The internet is often assumed to be a venue for cheap snark and hating, a place where people go to vent about the crappy day they just had or the stupid TV show they’re watching. In my experience, it is the opposite: the default stance of the internet is a brand of dopey enthusiasm purveyed by websites like Buzzfeed. Everything is “amazing” or “the best thing you’ll see today,” negativity is perceived as “cheap” and “easy,” and any legitimate criticism of popular things you like can be shaken off, Taylor Swift style, with a “haters gonna hate” mantra.
I don’t have a problem with positivity, even though a lot of my online posting may indicate otherwise. I just think the current climate has skewed too hard towards being positive and “nice” instead of portraying realistic human emotions, which include disliking and being annoyed by things. In addition to Buzzfeed, popular music review sites like Pitchfork, who used to be infamous for their scathing criticism of bands, barely even publish truly negative reviews anymore, unless they’re running down the tattered remains of the Pixies. While this positivity seems wonderful on the surface, it ultimately cheapens our collective relationship with art.
In poker, there is a concept called “balancing your range.” The idea is that, in order to win, you have to play unpredictably. If you only bet big when you have a good hand, your opponents will catch on and stop calling your bets. Likewise, if you bluff every hand, they’ll start calling all your bluffs. But if you mix up your play enough, your bluffs will be respected and your good hands will get paid off.

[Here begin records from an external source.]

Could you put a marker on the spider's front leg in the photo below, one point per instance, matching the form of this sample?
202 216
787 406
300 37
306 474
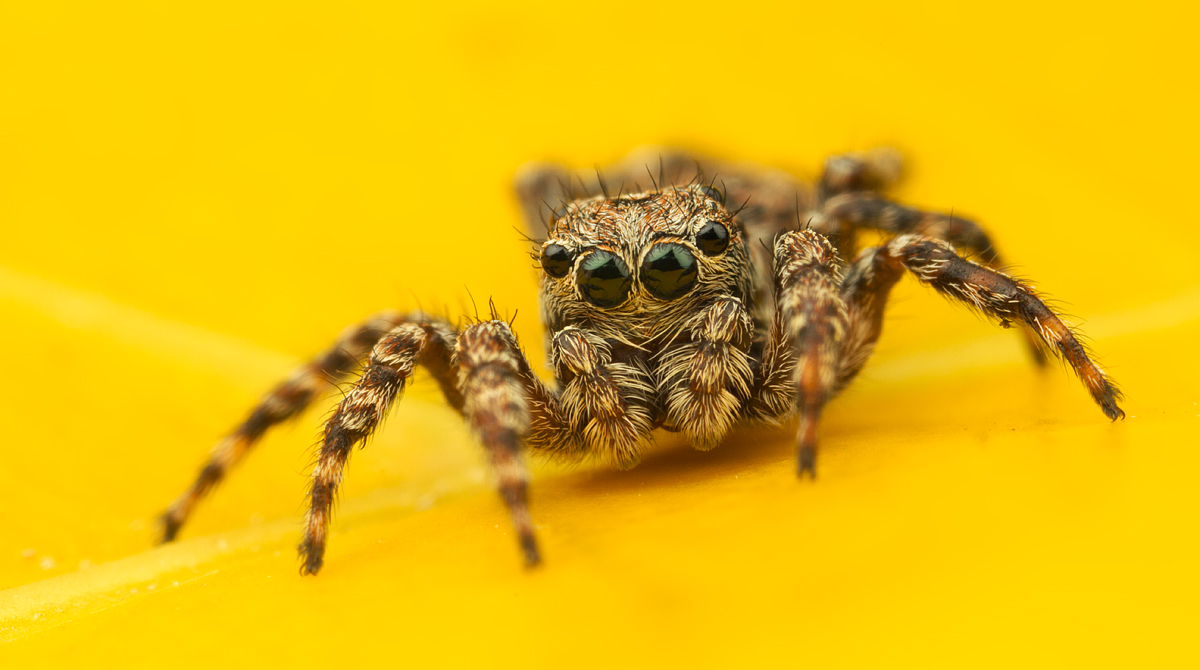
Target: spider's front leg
850 211
287 400
999 295
389 369
604 406
803 347
491 381
706 381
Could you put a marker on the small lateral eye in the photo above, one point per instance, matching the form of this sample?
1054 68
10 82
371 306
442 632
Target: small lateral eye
604 279
713 238
713 192
556 259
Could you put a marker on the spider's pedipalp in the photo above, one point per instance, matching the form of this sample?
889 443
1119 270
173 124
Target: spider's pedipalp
607 404
363 410
996 294
282 402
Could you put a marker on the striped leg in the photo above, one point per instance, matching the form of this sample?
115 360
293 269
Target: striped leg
999 295
850 211
707 380
282 402
491 374
606 402
810 324
865 291
391 364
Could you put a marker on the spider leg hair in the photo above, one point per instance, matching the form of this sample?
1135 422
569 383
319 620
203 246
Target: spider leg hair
364 407
999 295
804 340
707 380
285 401
603 404
491 375
850 211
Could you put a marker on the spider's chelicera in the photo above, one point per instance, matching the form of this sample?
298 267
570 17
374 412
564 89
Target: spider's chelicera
664 309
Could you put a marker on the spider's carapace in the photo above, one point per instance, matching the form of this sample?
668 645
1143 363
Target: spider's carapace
701 294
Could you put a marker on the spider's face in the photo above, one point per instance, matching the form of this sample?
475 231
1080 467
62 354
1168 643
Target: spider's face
640 263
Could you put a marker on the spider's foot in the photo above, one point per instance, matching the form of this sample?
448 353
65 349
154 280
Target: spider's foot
169 525
529 548
807 461
1109 406
1036 352
312 555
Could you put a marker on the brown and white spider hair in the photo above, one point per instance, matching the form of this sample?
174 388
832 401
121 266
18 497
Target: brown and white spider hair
689 306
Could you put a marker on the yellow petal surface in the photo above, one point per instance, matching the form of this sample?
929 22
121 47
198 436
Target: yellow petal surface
193 199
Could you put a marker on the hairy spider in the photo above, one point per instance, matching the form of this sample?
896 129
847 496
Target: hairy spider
663 309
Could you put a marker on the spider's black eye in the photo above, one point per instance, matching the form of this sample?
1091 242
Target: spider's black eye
604 279
713 238
669 270
713 192
556 259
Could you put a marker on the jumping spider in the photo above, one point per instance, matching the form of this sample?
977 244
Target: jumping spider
687 306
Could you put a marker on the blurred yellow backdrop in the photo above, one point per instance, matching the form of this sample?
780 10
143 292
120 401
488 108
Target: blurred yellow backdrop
196 197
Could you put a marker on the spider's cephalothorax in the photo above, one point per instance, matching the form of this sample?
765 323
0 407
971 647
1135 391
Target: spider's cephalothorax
663 309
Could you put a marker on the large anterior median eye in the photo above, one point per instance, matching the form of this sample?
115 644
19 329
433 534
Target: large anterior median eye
669 270
604 279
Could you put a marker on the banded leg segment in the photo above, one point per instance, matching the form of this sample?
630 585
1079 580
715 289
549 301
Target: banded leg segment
706 381
810 324
999 295
605 402
491 374
865 291
391 364
281 404
850 211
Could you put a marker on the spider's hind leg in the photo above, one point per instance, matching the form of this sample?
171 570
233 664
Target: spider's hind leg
999 295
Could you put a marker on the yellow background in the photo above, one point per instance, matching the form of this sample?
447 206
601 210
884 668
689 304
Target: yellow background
195 198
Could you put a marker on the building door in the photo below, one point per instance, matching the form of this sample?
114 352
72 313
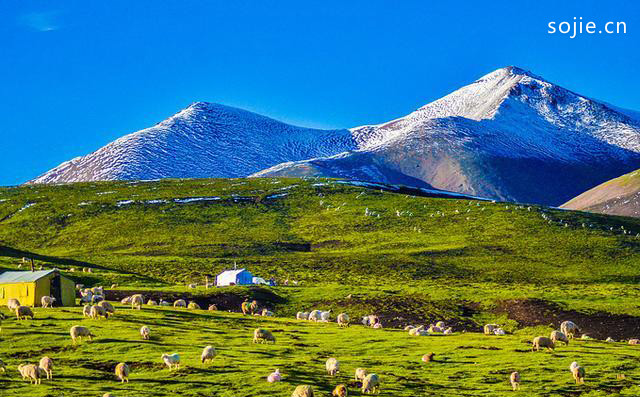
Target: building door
56 290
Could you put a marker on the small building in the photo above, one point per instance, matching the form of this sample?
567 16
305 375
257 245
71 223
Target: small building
234 277
29 287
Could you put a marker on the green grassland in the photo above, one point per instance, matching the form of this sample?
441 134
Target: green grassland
415 260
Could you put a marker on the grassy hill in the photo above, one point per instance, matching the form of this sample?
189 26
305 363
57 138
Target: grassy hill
412 260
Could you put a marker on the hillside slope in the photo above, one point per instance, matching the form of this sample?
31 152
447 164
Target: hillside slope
619 196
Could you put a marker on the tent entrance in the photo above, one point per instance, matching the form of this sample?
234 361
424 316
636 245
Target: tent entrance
56 289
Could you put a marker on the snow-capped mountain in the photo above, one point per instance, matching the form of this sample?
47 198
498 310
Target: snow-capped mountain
203 140
509 135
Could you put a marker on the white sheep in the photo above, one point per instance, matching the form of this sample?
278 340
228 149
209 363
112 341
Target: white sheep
137 301
78 332
145 332
343 320
333 366
122 372
171 360
208 354
46 364
47 301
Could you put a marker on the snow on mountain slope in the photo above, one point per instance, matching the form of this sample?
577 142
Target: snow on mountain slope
510 135
203 140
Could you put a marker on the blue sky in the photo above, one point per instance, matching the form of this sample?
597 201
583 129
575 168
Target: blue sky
77 75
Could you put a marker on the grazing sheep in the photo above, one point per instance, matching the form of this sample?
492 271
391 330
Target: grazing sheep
490 328
172 360
557 336
98 311
47 301
314 315
137 301
371 384
343 320
333 366
22 312
46 364
13 304
78 332
274 377
108 307
303 391
515 380
427 358
208 354
31 372
569 328
540 342
578 374
122 372
340 391
263 336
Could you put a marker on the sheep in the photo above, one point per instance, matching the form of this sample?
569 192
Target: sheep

I sometimes apply this idea to the way people talk about music. If someone thinks everything is good and is all positive all the time, their opinions start to mean less to me, because “good” is a relative concept that can’t exist without “bad” — if everything is good, then really nothing is. This shows the intrinsic value of hate: the music you hate provides a context that strengthens your relationship with the music you love.
One band I really started to hate in the last couple years is Arcade Fire. And since they’re a very popular band that most people I know like a lot, I thought about what made me hate them so much. The main reason I settled on was how pretentious the band is: every album cycle with them now is treated like an event, and they present themselves as an Important Band with Important Ideas. Then I listen to a song like “Reflektor” and it’s just a bunch of nonsense about how we’re “staring at a screen” and how technology is super scary. They consistently have the lamest possible take on any given subject, yet present it as if they just discovered gravity. If you look up “pseudo-intellectual garbage” in the dictionary, there should be a picture of all 19 members of Arcade Fire there.
In hating Arcade Fire like that, I learned something about myself: I don’t like music that is pretentious, and I don’t like it when artists tell me how to think. This knowledge could then be applied to a band I like, such as Broadcast, who I’m constantly gushing about. Broadcast were a band that very quietly released a lot of great music, almost never drawing attention to themselves. And their music embraced a subtlety and ambiguity that has made my appreciation for it only grow over several years of being a fan. They were an extremely intelligent band, but I never felt like they were trying to convince me of their intelligence in any way — it was just naturally present in their music.
These were traits in Broadcast’s music that I always loved, but never had really thought about or articulated before I hated Arcade Fire. In a weird way, my negative feelings towards Arcade Fire eventually manifested themselves as positive feelings for Broadcast and other bands I enjoy, sort of like a musical circle of life. I think this is how hating music should be viewed: as a natural part of our music-fan ecosystem, a normal and human reaction that should be accepted and even encouraged instead of being labeled as “negative” or being used as a reason to shun someone.
Unfortunately, any sort of criticism now is perceived as unsavory, and is often ascribed personal motives: “you just hate this because it’s popular,” “you’re bitter,” or whatever. There is also a strong “defend your turf” phenomenon, where everyone is super-defensive about the pop culture they consume and will attack anyone who slights it. All of this misses the bigger picture, which is that disagreement is good: it makes art interesting and helps define our taste compared to others. If everyone liked the exact same music, liking it would cease to mean anything in the first place.
This “negative = bad, positive = good” mindset can be surprisingly toxic, because it results in a climate where everyone just takes what is given to them, and people don’t think critically about the art they’re consuming or where it comes from. That not only leads to art getting dumber, but it also turns appreciation of it into a dull “this is alright” feeling characterized by a 7.5 on Pitchfork. People who truly love music should also hate a good chunk of it, and they shouldn’t be afraid to say so.